The clinical course of patients was scored as good, intermediate, or bad according to a scoring system. Good outcomes were more frequent in patients who were being prayed for (163/192; 85%) than in those who were not prayed for (147/201; 73%). This generated a relative benefit of 1.16 (1.05 - 1.29) and a NNT of 8.5 (5.1 - 26).


People will be able to see what they want from this trial. It was a properly randomised, double-blind trial. It had statistically significant outcomes in favour of prayer having a beneficial effect in this patient group. There were no outcomes for which the control group did better than those being prayed for, and though the effects are not great, they all go in one direction, that prayer is effective.

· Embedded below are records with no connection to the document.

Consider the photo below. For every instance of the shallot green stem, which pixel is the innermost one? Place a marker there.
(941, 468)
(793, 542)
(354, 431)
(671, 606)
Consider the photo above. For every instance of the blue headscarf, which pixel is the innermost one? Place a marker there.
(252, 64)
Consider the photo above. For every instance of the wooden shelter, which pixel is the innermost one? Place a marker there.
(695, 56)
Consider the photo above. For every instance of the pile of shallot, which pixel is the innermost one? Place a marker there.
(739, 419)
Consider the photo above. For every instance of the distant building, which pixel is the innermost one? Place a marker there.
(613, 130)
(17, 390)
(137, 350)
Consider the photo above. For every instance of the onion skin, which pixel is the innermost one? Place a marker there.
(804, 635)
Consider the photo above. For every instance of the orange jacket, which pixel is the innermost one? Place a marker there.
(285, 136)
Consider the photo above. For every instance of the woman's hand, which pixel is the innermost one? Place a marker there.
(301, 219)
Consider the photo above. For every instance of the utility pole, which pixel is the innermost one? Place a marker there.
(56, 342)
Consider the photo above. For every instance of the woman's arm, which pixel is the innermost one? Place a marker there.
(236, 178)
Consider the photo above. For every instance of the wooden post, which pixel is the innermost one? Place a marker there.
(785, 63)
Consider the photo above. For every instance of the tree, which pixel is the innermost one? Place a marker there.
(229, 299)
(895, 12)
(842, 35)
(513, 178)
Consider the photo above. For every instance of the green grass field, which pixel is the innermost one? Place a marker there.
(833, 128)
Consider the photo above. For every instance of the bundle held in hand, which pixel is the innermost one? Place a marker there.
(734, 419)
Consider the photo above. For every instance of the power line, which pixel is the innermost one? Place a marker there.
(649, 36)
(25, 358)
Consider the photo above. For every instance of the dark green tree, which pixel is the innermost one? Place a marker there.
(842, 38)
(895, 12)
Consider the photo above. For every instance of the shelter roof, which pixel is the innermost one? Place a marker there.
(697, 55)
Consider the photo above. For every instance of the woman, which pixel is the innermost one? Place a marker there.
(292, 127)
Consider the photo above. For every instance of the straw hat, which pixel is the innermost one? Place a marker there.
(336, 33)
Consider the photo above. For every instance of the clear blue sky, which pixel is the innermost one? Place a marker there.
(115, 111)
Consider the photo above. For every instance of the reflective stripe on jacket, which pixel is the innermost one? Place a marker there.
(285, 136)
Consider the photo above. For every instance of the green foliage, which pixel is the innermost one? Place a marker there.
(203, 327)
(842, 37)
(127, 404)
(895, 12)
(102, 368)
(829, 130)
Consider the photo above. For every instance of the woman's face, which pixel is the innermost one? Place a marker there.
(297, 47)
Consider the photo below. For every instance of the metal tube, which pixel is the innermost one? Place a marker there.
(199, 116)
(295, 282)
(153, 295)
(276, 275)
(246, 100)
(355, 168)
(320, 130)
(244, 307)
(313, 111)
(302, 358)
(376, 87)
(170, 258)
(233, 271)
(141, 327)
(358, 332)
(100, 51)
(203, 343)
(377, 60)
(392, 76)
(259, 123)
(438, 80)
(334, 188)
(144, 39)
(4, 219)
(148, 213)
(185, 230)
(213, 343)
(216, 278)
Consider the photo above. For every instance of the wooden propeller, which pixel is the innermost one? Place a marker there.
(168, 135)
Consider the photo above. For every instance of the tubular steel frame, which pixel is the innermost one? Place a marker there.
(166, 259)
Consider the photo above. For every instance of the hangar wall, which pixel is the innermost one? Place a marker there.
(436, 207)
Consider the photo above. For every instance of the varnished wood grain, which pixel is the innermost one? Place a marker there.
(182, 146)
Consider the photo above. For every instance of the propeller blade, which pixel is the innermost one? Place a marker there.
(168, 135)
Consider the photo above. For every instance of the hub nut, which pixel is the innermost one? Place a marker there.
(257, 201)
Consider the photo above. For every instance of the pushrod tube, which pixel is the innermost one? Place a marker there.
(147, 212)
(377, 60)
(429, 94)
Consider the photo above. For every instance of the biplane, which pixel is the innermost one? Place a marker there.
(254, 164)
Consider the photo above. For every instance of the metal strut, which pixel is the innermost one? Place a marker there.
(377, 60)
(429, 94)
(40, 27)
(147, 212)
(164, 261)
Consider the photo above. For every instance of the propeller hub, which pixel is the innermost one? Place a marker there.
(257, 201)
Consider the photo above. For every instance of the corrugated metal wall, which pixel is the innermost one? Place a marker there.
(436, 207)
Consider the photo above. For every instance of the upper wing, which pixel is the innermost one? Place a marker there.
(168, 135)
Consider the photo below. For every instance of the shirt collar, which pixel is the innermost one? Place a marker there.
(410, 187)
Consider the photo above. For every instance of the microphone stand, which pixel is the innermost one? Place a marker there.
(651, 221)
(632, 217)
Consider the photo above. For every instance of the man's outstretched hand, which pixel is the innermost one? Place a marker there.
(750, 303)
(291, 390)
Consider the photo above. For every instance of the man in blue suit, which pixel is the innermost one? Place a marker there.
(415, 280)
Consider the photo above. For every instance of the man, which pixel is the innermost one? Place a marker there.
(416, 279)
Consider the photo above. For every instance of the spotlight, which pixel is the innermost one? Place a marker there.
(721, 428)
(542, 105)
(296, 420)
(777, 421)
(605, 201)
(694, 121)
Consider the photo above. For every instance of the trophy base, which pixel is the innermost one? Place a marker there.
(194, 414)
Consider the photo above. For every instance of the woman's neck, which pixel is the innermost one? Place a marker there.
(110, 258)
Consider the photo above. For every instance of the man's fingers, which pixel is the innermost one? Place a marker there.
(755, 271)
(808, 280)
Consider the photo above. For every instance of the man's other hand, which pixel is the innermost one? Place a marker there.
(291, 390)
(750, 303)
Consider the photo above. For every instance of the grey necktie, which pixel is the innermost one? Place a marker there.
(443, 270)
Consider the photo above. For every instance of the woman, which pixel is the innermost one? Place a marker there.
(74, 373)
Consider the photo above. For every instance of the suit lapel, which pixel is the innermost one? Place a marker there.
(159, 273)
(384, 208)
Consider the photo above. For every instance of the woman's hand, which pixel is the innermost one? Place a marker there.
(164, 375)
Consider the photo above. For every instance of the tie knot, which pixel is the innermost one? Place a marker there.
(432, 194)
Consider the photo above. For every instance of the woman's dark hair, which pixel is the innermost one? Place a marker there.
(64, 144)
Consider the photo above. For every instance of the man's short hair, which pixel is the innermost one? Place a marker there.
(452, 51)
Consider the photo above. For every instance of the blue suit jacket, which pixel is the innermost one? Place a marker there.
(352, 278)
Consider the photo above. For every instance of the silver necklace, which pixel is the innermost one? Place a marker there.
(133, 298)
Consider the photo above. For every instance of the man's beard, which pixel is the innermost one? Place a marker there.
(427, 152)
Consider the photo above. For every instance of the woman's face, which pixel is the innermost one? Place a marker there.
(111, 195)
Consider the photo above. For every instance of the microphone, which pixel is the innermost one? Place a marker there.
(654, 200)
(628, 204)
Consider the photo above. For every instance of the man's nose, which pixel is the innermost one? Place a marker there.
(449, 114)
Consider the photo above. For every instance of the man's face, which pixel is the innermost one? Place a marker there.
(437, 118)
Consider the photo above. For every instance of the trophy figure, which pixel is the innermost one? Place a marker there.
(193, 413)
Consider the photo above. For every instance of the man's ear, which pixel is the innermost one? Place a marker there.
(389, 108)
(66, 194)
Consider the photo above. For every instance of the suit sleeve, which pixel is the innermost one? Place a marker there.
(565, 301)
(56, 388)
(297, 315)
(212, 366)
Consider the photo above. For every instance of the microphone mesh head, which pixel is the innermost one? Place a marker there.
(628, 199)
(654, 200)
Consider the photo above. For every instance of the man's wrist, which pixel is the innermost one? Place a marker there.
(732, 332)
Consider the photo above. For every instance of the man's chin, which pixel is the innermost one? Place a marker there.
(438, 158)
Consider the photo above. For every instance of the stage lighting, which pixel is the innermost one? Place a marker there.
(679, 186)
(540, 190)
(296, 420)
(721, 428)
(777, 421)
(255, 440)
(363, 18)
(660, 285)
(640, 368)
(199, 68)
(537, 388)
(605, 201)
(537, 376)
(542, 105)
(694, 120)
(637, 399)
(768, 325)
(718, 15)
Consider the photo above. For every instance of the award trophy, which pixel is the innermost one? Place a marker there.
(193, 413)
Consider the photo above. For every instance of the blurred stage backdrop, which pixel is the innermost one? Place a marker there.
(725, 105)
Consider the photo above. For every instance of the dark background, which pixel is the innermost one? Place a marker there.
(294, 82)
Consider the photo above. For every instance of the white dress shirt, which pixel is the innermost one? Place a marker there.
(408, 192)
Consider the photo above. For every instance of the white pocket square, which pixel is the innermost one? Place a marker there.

Doubters might point out that there may have been an element of data-dredging, because there was no prior statement of what outcomes were going to be looked at, and so we have to look less favourably on the result. They may also point out that some of the events where statistical significance was found were fairly rare, occurring in only a few percent of patients in both groups, so random chance may play a part.

The lesson is that a single trial is just that, one observation. If the effect was massive, and the trial huge, and there was an agreed and understood mechanism, then perhaps taking results from a single trial may be OK. Where these conditions are not met, then caution rules. The fact that a Cochrane review group is summarising all the literature on the effects of prayer is welcome.


  1. Positive therapeutic effects of intercessionory prayer in a coronary care unit population. Southern Medical Journal 1988 81: 826-9.